Many companies have the tracking resources to carry out an attack like this one, even without the consent of the participant. We attempted to deanonymize each of our experiment participants using only the parts of their browsing histories that were visible to specific tracking companies (because the companies have trackers on those pages). We found that several companies had the resources to accurately identify the participants.
Several other studies have used publicly available footprints to deanonymize sensitive data.
Perhaps the most famous study along these lines was performed by Latanya Sweeney at Harvard University in 2002. She discovered that 87% of Americans were uniquely identifiable based on a combination of their ZIP code, gender, and date of birth. Those three attributes were available in both public voter registration data (which she bought for US$20) and anonymous medical data (which were widely distributed, because people thought the data were anonymous). By connecting these data sources, she found the medical records of the governor of Massachusetts.
In 2006, Netflix ran a contest to improve the quality of its movie recommendations. They released an anonymized dataset of people’s movie ratings, and offered $1 million to the team that could improve their recommendation algorithm by 10%. Computer scientists Arvind Narayanan and Vitaly Shmatikov noticed that the movies people watched were very distinctive, and most people in the dataset were uniquely identifiable based on a small subset of their movies. In other words, based on Netflix movie choices and IMDB reviews, the researchers were able to determine who those Netflix users actually were.
With the rise of social media, more and more people are sharing information that seems innocuous, but actually reveals a lot of personal information. A study led by Michal Kosinski at the University of Cambridge used Facebook likes to predict people’s sexual orientation, political views and personality traits.
Another team, led by Gilbert Wondracek at Vienna University of Technology, built a “deanonymization machine” that figured out which groups people were part of the social network Xing, and used that to pinpoint who they were–since the groups you are part of are often enough to uniquely identify you.
Most of these attacks are tricky to defend against, unless you stop using the internet or participating in public life.

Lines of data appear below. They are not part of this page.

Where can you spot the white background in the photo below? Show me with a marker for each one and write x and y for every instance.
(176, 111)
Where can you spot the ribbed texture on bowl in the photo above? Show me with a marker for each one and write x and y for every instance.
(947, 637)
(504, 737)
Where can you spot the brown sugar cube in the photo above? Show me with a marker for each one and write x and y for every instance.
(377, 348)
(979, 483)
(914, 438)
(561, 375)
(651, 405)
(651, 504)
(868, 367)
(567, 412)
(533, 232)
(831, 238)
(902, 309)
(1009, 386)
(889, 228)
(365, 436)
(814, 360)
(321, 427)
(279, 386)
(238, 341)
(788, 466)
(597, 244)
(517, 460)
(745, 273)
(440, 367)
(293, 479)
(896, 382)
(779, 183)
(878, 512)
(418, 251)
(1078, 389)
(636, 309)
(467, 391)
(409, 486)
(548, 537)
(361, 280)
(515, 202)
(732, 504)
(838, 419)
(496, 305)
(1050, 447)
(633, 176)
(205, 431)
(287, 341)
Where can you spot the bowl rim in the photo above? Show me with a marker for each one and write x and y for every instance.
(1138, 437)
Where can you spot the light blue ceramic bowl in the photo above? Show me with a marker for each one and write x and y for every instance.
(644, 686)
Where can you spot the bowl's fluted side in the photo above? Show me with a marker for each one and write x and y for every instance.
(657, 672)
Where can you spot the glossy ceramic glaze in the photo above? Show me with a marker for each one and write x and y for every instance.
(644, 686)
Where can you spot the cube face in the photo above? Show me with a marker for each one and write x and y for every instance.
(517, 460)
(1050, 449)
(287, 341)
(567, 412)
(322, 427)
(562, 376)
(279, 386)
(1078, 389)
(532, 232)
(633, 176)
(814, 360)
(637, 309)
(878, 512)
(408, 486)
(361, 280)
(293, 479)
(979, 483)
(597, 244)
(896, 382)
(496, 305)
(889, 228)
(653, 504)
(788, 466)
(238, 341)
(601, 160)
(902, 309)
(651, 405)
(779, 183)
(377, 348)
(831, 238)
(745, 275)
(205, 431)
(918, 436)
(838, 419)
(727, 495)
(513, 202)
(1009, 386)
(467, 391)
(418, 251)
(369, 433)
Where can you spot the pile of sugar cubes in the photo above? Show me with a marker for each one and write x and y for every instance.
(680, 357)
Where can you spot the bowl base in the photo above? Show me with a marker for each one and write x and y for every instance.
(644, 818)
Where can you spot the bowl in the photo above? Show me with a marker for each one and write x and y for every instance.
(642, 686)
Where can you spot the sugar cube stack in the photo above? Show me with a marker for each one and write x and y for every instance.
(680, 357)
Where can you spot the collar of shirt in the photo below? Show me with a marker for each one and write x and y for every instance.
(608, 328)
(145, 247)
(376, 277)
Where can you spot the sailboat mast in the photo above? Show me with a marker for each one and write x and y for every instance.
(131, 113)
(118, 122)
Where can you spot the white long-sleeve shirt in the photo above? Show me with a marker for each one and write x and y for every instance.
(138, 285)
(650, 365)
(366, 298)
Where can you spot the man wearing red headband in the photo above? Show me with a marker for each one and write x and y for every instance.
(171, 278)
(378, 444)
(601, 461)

Even if you stop using the internet, companies can still collect data on you. If several of your friends upload their phone contacts to Facebook, and your number is in all of their contact lists, then Facebook can make predictions about you, even if you don’t use their service.

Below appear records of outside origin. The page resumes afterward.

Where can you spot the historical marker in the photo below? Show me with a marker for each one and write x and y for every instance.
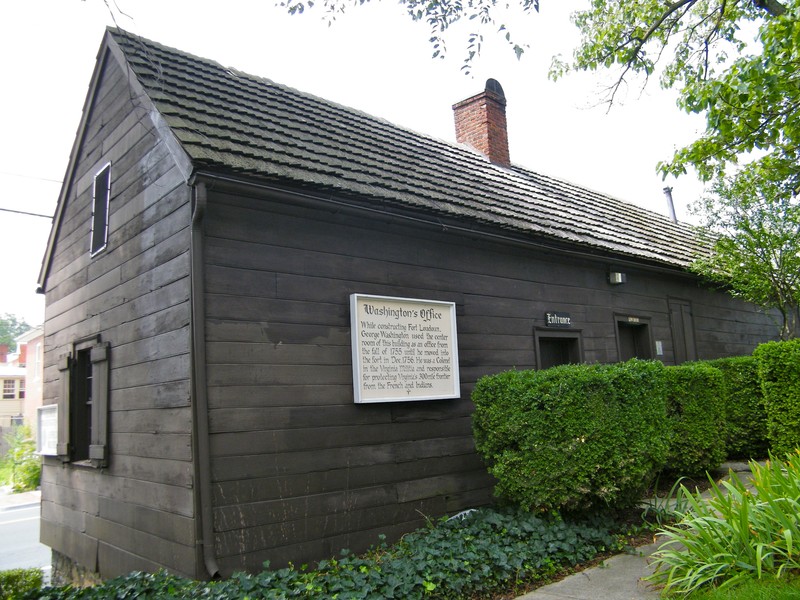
(403, 349)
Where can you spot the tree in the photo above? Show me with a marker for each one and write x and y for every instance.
(10, 328)
(748, 92)
(755, 226)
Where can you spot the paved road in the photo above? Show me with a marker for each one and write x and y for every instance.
(19, 539)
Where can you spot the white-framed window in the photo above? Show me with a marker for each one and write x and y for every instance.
(83, 414)
(101, 199)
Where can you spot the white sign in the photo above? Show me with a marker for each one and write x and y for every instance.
(403, 349)
(47, 428)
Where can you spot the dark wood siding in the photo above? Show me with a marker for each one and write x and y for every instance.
(299, 470)
(139, 512)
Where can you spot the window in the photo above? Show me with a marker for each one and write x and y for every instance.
(555, 348)
(682, 326)
(83, 416)
(633, 338)
(101, 197)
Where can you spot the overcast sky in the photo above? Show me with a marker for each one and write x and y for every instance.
(372, 58)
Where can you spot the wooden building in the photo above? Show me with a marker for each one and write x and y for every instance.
(211, 232)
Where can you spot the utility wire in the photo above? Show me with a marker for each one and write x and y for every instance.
(30, 177)
(20, 212)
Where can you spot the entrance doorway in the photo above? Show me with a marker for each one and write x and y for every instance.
(633, 338)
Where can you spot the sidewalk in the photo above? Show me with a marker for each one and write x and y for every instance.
(619, 577)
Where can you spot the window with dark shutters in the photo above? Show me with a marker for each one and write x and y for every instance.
(101, 198)
(83, 416)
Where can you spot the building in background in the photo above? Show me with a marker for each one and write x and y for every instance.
(32, 341)
(235, 267)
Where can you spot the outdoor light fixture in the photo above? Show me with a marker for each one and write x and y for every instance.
(616, 278)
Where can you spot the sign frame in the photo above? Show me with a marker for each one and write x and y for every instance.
(47, 430)
(391, 362)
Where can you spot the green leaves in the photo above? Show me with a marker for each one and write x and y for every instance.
(752, 225)
(735, 534)
(469, 556)
(574, 437)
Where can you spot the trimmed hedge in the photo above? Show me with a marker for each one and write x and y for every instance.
(16, 583)
(574, 437)
(696, 410)
(745, 414)
(779, 373)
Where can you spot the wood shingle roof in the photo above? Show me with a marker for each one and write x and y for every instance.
(239, 124)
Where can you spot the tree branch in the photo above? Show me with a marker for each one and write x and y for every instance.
(773, 7)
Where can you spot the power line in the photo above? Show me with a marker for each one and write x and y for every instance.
(30, 177)
(20, 212)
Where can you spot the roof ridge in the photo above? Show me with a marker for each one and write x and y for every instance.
(241, 123)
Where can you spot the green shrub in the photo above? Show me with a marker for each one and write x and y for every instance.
(779, 373)
(695, 408)
(470, 556)
(16, 583)
(736, 534)
(745, 414)
(22, 466)
(573, 437)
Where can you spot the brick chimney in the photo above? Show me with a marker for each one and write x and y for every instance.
(481, 123)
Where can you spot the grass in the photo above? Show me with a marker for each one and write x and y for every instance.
(753, 590)
(736, 534)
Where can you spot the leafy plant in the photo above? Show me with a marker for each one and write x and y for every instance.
(779, 374)
(574, 437)
(736, 534)
(15, 583)
(22, 465)
(483, 551)
(697, 419)
(745, 414)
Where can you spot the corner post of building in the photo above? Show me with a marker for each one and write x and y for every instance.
(201, 449)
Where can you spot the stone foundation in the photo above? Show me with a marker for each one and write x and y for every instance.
(68, 572)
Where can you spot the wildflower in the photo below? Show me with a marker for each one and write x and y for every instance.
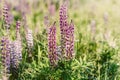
(29, 38)
(52, 9)
(105, 17)
(63, 26)
(70, 41)
(16, 48)
(52, 45)
(6, 17)
(6, 55)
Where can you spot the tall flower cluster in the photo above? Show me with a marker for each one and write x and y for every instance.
(6, 17)
(29, 38)
(67, 34)
(16, 53)
(70, 41)
(63, 27)
(52, 45)
(5, 54)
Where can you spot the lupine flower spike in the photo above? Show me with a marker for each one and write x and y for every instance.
(63, 27)
(29, 39)
(5, 56)
(52, 45)
(6, 17)
(70, 41)
(16, 53)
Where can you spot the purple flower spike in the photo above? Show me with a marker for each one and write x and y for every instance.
(63, 27)
(70, 41)
(29, 38)
(52, 45)
(6, 16)
(16, 55)
(18, 30)
(6, 54)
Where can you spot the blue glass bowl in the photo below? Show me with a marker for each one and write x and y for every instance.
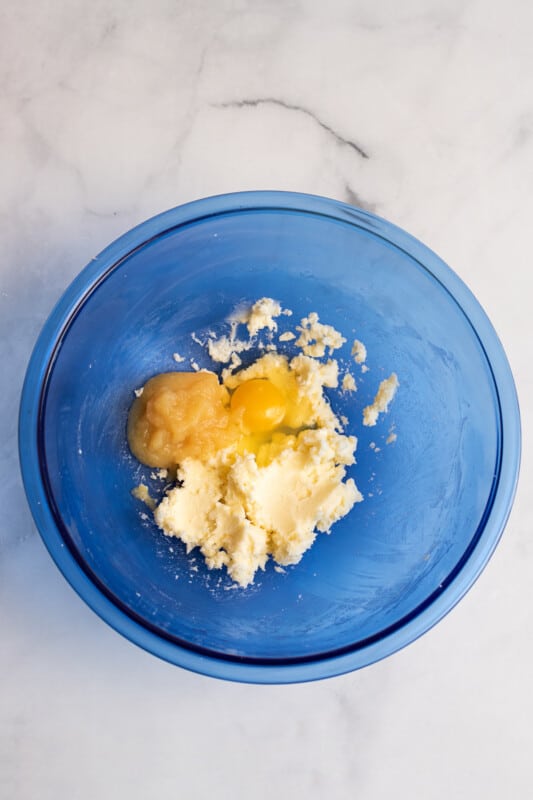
(436, 500)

The best way to defend against deanonymizing algorithms like ours is to limit the set of people who have access to your anonymous browsing data. Browser extensions like Ghostery block third-party trackers. That means that, even though the company whose website you’re visiting will know that you’re visiting them, the advertising companies that show ads on their page won’t be able to gather your browsing data and aggregate it across multiple sites.
If you are a webmaster, you can help protect your users by letting them browse your site using HTTPS. Browsing using HTTP allows attackers to get your browsing history by sniffing network traffic, which lets them carry out this attack. Many websites have already switched to HTTPS; when we repeated our deanonymization experiment from the perspective of a network traffic sniffer, only 31% of participants could be deanonymized.
However, there is very little you can do to protect yourself against deanonymization attacks in general, and perhaps the best course of action is to adjust one’s expectations. Nothing is private in this digital age.